Les preguntan por su vida sexual en detalle, sus amantes del pasado (o del presente), sus cuentas bancarias, su historial médico, fiscal y laboral, si han tenido amistades peligrosas, etc.
Una vez que pasan la prueba de que no tienen “esqueletos en el armario” que levanten controversia, pasan a la segunda criba.
Aparentemente hay 9 o 10 que han superado el primer examen, la “colonoscopia” [ver nombres y detalles más adelante], y están en la fase de conquistar a Romney, para lo cual esta semana han desfilado –literalmente- como si fuera la alfombra roja de la política.
La única cualidad que se sabe a ciencia cierta que Romney busca en los aspirantes es que estén “preparados para asumir la presidencia”, en caso necesario. Eso descarta a candidatos tipo Palin que, justa o injustamente, dio la impresión de que no lo estaba, e incluso fue el hazmerreír con comentarios del tipo de que podía ver Rusia desde su ventana en Alaska.
Los otros requisitos que busca para su “número dos” no están tan claros. Dependerá del peso que ponga en la balanza a cualidades que, o bien contrasten y complementen las suyas, o que las refuercen.
En el primero de los casos -o sea que suplan sus carencias- consideraría a candidatos que pusieran un poco de "pimienta" a la campaña y le ayudaran a captar distintos sectores del electorado cruciales en noviembre:
Para conquistar el voto hispano (el senador cubanoamericano Marco Rubio); el voto femenino (gobernadora Susana Martínez, senadora Kelly Ayotte o la ex secretaria de Estado Condoleezza Rice). O que le ayuden a ganar Estados indecisos como Ohio, Florida y Virginia (senadores Rob Portman y Rubio, y gobernador de Virginia Bob McDonald); o el voto ultraconservador (ex gobernador de Arkansas Mike Huckabee, el congresista Paul Ryan o el gobernador de Luisiana, Bobby Jindal).
La otra teoría es la de elegir a alguien que refuerce sus propias cualidades y se parezca a él. Es lo que el prestigioso profesor de la Universidad de Virginia Larry Sabato llama “vainilla doble” -es decir alguien anglosajón-blanco-aburrido que sea una apuesta segura aunque no apasionante-, tipo el ex gobernador de Minesota Tim Pawlenty, o McDonald o Portman. E incluso el senador de Dakota del Sur, John Thune.

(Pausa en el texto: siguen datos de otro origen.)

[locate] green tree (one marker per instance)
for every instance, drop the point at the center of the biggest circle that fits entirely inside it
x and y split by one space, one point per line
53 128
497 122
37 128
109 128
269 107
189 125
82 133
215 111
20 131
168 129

El posible candidato que sale de las categorías de "vainilla" o "pimienta" es el actual gobernador de New Jersey, Chris Christie. Conocido por su arrolladora personalidad, podría arrastrar muchos votos, pero también conlleva riesgos de suscitar polémicas con su cruda franqueza. Sería un cóctel político de guindillas picantes.
El jueves desfilaron ante Romney varios de los “concursantes” durante un acto de campaña en Colorado. Sentados en fila, esperaban a que Mitt les llamara para “actuar”. Entre ellos estaban Christie, Jindal, McDonald y Portman. El resto de los candidatos desfilaron en otros mítines electorales defendiendo fervientemente en el estrado a su potencial jefe.
Lo interesante de todos ellos es que niegan estar interesados en el puesto de VP. Es un ritual político obligatorio. Rubio ha sido el que más veces lo ha negado y también quien más apoyo ha recibido. Es el preferido del 64 % de los votantes republicanos y cuenta con el respaldo de políticos prominentes y medios de comunicación conservadores.
Los analistas apuestan a cuatro finalistas, Portman, Rubio, Ryan y Pawlenty. Este último, además de tener experiencia de gobierno, aporta una cualidad esencial de la que carece Romney: sabe conectar muy bien con el ciudadano común porque ha vivido sus experiencias, como hombre al fin de procedencia humilde que logró a base de esfuerzo ascender en la vida.
Se espera que Romney anuncie su decisión antes de la Convención Republicana a finales de agosto en Tampa, Florida.